Bugs

As software developers we write features but we also write bugs. And we don’t like bugs. Actually, one of the main goal of these guidelines is to help everyone create as few bugs as possible.

Image of the first bug

This document is for when you managed to create a beautiful bug and you need to get rid of it.

Note

This was initially an article published on dev.to. This will explain the slight change of tone between this page and the others.

Warning

If a bug can only be reproduced on one computer it most likely means that out of the dozen of people that tested out your app, one of them had the bug. That’s 10% of people with that bug. It’s pretty serious. Don’t discard a bug because it’s weird.

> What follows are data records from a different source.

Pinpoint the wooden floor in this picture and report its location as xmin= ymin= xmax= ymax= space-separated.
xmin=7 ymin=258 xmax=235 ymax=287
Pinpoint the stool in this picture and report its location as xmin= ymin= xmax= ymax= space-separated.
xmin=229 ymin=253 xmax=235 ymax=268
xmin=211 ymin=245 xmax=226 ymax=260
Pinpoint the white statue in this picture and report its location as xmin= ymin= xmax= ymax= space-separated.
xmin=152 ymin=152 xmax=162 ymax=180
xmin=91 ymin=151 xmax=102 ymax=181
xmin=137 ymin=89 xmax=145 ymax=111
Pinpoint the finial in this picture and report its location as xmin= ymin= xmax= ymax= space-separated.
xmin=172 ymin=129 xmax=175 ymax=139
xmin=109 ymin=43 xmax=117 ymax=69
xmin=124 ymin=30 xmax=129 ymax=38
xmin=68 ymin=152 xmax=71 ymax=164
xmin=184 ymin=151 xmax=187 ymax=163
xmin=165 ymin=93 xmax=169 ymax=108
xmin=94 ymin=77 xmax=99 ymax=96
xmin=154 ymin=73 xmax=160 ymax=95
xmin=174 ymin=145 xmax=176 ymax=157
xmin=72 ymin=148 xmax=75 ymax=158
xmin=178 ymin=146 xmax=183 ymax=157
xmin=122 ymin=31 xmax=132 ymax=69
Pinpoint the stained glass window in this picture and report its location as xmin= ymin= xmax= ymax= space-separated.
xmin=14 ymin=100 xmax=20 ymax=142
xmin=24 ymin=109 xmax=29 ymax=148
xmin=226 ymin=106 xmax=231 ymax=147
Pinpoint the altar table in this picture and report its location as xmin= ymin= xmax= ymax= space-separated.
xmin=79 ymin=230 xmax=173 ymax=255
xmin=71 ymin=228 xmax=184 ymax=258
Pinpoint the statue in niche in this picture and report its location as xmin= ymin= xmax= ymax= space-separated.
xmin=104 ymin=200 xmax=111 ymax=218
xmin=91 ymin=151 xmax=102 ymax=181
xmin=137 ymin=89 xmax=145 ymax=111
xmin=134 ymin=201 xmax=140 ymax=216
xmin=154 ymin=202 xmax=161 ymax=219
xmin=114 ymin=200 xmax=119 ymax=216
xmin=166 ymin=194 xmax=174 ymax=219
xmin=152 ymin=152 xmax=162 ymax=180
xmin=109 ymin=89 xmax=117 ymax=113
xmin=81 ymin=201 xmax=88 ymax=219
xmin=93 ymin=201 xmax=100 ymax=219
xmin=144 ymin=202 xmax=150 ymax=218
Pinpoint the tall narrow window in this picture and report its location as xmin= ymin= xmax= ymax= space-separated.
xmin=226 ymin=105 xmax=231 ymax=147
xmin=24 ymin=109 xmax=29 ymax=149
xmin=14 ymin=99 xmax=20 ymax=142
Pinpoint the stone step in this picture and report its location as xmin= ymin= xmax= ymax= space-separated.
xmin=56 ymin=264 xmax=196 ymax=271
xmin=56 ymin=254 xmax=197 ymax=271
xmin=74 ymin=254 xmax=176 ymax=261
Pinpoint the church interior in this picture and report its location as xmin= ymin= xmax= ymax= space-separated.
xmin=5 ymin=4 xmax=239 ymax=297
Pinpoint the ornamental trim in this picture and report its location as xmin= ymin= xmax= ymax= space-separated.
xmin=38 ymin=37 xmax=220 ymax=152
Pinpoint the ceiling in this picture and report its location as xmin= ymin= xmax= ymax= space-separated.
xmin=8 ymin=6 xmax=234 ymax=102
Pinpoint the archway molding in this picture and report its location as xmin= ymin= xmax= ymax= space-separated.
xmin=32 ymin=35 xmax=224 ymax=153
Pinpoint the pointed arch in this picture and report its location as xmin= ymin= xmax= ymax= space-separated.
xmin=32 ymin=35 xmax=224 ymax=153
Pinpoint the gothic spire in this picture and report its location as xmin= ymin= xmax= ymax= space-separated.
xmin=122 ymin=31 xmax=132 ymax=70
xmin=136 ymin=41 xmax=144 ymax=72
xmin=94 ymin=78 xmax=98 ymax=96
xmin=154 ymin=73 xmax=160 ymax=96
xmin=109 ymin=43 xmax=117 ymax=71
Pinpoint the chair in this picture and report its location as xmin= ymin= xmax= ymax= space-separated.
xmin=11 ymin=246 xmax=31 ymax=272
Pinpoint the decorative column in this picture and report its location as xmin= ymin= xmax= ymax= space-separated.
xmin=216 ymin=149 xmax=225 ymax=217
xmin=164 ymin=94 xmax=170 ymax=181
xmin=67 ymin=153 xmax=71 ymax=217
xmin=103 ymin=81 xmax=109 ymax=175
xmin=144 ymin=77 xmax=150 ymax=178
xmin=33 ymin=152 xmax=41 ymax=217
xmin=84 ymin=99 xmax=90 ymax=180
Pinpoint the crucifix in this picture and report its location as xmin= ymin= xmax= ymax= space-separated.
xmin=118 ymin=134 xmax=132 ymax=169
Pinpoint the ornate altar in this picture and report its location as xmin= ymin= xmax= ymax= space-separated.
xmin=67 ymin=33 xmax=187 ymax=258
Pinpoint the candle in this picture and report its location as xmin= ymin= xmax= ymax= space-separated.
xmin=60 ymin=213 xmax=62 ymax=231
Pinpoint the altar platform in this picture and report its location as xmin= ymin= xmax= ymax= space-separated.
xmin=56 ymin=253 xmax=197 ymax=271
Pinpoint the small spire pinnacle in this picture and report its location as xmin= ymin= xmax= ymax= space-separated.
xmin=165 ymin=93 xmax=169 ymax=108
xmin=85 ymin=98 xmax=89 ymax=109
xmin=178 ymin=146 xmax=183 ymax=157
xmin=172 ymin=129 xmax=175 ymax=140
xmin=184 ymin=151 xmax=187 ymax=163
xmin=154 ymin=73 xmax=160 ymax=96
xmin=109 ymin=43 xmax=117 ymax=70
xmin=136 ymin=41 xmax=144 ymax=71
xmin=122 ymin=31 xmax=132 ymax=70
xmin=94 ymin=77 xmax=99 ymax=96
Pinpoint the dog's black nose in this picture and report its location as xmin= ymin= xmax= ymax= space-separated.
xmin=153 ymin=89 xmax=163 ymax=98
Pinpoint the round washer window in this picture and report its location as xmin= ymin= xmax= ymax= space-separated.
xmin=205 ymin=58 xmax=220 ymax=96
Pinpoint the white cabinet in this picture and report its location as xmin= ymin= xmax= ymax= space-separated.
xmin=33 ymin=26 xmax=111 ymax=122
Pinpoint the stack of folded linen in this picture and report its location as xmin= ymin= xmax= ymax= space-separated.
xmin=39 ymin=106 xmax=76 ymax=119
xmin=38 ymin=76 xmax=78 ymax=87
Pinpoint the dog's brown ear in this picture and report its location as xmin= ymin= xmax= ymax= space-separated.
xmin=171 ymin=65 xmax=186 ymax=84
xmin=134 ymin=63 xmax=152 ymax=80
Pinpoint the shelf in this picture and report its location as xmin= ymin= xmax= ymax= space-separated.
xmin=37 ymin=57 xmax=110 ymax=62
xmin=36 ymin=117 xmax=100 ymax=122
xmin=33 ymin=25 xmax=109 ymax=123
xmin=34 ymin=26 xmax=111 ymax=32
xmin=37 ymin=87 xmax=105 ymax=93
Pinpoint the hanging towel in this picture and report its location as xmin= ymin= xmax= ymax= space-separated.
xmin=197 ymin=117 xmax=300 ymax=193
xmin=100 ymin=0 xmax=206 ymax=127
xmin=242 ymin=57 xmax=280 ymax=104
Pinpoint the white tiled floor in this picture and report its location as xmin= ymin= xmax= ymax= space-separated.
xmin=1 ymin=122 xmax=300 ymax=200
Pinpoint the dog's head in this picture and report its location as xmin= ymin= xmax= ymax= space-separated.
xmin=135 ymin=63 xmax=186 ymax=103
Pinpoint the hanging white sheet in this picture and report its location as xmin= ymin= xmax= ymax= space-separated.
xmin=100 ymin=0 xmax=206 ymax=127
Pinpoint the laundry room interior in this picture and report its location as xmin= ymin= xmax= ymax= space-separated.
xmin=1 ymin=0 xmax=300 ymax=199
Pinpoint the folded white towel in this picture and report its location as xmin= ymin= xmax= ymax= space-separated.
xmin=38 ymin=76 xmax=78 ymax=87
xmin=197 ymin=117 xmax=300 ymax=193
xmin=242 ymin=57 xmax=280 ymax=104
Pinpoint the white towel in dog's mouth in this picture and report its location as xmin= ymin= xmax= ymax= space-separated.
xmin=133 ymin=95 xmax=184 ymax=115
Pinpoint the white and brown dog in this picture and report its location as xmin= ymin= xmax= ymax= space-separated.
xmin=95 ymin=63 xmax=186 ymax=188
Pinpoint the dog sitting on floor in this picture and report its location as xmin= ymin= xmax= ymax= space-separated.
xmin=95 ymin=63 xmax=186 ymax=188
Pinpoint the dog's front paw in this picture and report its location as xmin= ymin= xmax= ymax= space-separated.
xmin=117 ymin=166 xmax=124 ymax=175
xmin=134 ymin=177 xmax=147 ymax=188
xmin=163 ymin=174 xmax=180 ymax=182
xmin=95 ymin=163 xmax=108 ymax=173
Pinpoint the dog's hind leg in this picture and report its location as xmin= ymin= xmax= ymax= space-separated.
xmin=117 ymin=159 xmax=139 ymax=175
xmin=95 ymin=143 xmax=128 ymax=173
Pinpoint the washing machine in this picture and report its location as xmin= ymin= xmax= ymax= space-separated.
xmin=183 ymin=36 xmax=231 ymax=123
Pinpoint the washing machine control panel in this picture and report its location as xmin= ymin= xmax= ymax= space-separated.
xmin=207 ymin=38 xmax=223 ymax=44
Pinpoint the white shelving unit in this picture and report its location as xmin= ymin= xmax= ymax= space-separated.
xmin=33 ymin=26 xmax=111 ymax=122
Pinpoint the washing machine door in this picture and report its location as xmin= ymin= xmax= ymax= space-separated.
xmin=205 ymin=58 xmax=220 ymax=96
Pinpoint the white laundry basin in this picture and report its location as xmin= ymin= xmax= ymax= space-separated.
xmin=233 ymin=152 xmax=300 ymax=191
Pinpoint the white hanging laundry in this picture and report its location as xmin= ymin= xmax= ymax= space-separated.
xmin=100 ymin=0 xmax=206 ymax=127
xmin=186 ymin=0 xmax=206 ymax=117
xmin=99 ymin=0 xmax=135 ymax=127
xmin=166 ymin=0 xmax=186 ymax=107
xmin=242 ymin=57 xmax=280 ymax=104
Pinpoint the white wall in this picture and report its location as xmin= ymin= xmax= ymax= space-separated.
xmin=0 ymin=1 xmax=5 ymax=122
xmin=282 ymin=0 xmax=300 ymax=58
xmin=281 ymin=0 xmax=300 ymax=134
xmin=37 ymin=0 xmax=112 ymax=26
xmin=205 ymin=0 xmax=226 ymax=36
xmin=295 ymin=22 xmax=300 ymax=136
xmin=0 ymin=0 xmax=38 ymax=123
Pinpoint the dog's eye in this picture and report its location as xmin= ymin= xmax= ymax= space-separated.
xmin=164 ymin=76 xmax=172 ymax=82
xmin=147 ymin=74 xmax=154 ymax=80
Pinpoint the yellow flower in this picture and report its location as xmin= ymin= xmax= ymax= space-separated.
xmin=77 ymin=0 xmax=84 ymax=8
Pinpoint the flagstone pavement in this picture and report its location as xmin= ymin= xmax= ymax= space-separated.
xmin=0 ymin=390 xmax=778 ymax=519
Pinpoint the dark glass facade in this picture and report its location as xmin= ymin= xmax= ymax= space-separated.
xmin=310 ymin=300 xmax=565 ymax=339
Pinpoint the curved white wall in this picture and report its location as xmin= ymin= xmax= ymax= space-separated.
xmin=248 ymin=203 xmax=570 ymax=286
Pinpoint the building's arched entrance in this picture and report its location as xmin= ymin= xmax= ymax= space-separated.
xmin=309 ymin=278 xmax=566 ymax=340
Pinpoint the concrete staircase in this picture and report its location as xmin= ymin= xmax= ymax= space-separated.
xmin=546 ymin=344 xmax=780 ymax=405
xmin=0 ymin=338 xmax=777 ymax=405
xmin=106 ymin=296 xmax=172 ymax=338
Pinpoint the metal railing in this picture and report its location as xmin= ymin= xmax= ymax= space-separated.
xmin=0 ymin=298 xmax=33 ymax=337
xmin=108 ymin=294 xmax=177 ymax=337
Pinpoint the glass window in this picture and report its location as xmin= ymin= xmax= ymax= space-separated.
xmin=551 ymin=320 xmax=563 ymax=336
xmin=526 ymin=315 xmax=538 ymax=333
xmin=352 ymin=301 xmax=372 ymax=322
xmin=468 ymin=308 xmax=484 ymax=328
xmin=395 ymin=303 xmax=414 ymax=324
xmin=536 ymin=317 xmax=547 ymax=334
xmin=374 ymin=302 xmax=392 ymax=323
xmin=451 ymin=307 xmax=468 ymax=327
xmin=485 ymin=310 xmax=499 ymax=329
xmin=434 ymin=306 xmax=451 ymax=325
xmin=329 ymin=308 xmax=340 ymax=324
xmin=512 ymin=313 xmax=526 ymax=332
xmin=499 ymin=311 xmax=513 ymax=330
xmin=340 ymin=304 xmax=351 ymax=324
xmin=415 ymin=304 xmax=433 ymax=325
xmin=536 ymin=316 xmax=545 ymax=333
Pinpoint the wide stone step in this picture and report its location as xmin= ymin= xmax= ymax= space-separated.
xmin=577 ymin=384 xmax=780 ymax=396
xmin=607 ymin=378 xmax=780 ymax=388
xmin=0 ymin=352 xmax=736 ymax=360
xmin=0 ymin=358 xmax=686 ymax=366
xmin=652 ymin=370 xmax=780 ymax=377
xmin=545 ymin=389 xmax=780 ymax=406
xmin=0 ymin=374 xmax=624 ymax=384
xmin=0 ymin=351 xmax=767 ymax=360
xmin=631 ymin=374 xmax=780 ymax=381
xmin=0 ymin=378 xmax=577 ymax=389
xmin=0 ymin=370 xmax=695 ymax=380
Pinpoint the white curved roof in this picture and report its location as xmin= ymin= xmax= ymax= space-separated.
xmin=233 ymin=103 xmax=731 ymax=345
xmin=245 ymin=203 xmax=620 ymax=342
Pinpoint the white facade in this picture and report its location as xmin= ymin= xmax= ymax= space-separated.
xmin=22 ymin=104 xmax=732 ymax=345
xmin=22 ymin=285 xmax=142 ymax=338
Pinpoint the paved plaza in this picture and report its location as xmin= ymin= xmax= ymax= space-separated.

As life might have taught you, there is no silver bullet. Some techniques are good for some situations while some are for others. Not every problem is a nail so you’ll need more tools than a hammer. Here we go over my favorite tools when it comes to bug hunting, from crystal clear situations to the most quantum bugs.

The obvious

When talking about debugging, a few classic tricks come to mind. They are the most obvious and while I use them a lot it’s important that they don’t occupy too much of your mind space. You know what they do, I’m going to explain when to use them — or not.

Debuggers

Debuggers are the most obvious tools for debugging, as the name suggests. I’ve seen countless juniors and less juniors being afraid of using debuggers. For sure, it’s probably intimidating beasts at first glance but their usefulness will make you forget the pain.

The first blocking point to debuggers is often the setup. I know that the Python, Java or even the PHP process is nice with things out of the IDEA family. In the JS world you’ll have various luck depending on your build chain and how much of code maps worked (so probably not much).

Once the tool is setup and that you have established some trust in the breakpoints, it’s time to start using it. Mainly you can:

  • Explore data structures at a given point in time, with the program completely on pause. Especially useful when using a dynamically-typed language and you’re not sure what exactly the data is going to be.

  • Try-and-test expressions quickly and in situ. Very useful for fine-tuning if conditions by example.

  • See what happens step-by-step to finally understand what goes wrong in your code.

When to use it — You’ve identified more or less where the code goes wrong — by example from the stack trace — but you still need to understand why. Or maybe you’re writing some code but you need to know what are your options: what is the precise type of parameters, what properties do they have, etc. Once I’ve used a debugger simply to understand the behavior of Apache on some precise matters! Debuggers are for precision work.

When to misuse it — Something somewhere is broken but you have no clue what. Something is broken sometimes but you don’t know under which conditions.

App-level monitoring

When “on your machine it works” but that production disagrees with you, you’ll need to know what exactly happened. And you’ll need to know that it happened at all. As mentioned earlier, I personally am very satisfied with Sentry, however other options might be suitable.

  • Get notified as soon as something unusual happens in your code, whether it’s an exception or some custom message sent by your code

  • See the decoded stack trace with relevant parts of the source code

  • At each level of the stack, see the value of variables

  • Inspect the logs surrounding the event

When to use it — To detect and understand any bug happening in production. At least, to gather the data that will help you reproduce the said bug and then move to another technique.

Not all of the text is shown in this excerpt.